Política

Ministros do STF avaliam derrubar decisão que salvou mandato de Zambelli

A decisão da Câmara dos Deputados de manter o mandato da deputada Carla Zambelli (PL-SP) é considerada ilegal por ministros do Supremo Tribunal Federal, que avaliam que o caso deve voltar ao plenário da Corte e pode ser revertido.

Integrantes do STF ouvidos pelo blog foram categóricos: condenada a cumprir pena em regime fechado, Zambelli está impossibilitada de exercer o mandato, e a Câmara tinha a obrigação de apenas formalizar a perda do cargo.

“Ela não pode exercer o mandato. É diferente de quem cumpre pena em regime semiaberto, que pode votar de dia e voltar à prisão à noite. A Câmara deveria apenas declarar a perda do mandato”, afirmou um ministro. Outro ministro reforçou que a saída mais sensata seria a própria Câmara reverter a decisão: “Seria o ideal para evitar mais um choque institucional com o STF.”

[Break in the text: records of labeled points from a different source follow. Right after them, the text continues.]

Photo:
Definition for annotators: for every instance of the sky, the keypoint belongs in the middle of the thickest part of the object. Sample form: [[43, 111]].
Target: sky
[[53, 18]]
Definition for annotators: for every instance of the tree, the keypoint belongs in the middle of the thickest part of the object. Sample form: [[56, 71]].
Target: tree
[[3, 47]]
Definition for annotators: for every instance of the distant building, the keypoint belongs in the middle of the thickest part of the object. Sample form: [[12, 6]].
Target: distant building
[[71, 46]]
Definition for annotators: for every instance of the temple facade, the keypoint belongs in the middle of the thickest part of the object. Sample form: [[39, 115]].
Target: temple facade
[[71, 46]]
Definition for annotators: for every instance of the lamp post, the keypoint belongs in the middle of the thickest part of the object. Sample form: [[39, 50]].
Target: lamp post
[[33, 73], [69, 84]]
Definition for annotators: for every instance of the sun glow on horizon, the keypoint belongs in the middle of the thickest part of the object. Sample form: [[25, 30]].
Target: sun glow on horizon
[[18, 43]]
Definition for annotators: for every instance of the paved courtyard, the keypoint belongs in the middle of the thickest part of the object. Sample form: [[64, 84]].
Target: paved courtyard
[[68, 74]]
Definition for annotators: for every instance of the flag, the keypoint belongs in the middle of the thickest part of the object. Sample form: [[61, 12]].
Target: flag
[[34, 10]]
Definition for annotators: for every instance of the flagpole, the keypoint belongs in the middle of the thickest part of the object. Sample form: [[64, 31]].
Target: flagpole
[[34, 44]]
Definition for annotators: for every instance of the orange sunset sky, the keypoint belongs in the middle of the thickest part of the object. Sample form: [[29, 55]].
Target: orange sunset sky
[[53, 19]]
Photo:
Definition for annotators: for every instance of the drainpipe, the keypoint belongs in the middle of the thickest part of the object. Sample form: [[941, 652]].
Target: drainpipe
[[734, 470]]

O líder do PT na Casa, Lindbergh Farias (RJ), anunciou que ingressará ainda hoje com mandado de segurança para que o Supremo anule a decisão dos deputados e restaure a cassação. Esse recurso pode abrir caminho para que o STF volte a determinar a perda do mandato.

Nesta quarta-feira, o plenário rejeitou a cassação de Zambelli. Foram 227 votos favoráveis, 170 contrários e 10 abstenções — eram necessários 257 votos para derrubar o mandato.

A cassação seria consequência direta da condenação da deputada pelo STF por comandar a invasão aos sistemas do Conselho Nacional de Justiça (CNJ). A pena de 10 anos de prisão tornou-se definitiva em junho, o que, segundo o Supremo, torna automática a perda do mandato.

Mesmo assim, a Câmara contrariou a determinação da Corte. Além disso, com a condenação criminal transitada em julgado, Zambelli está com os direitos políticos suspensos – não pode votar nem se candidatar enquanto durar a pena.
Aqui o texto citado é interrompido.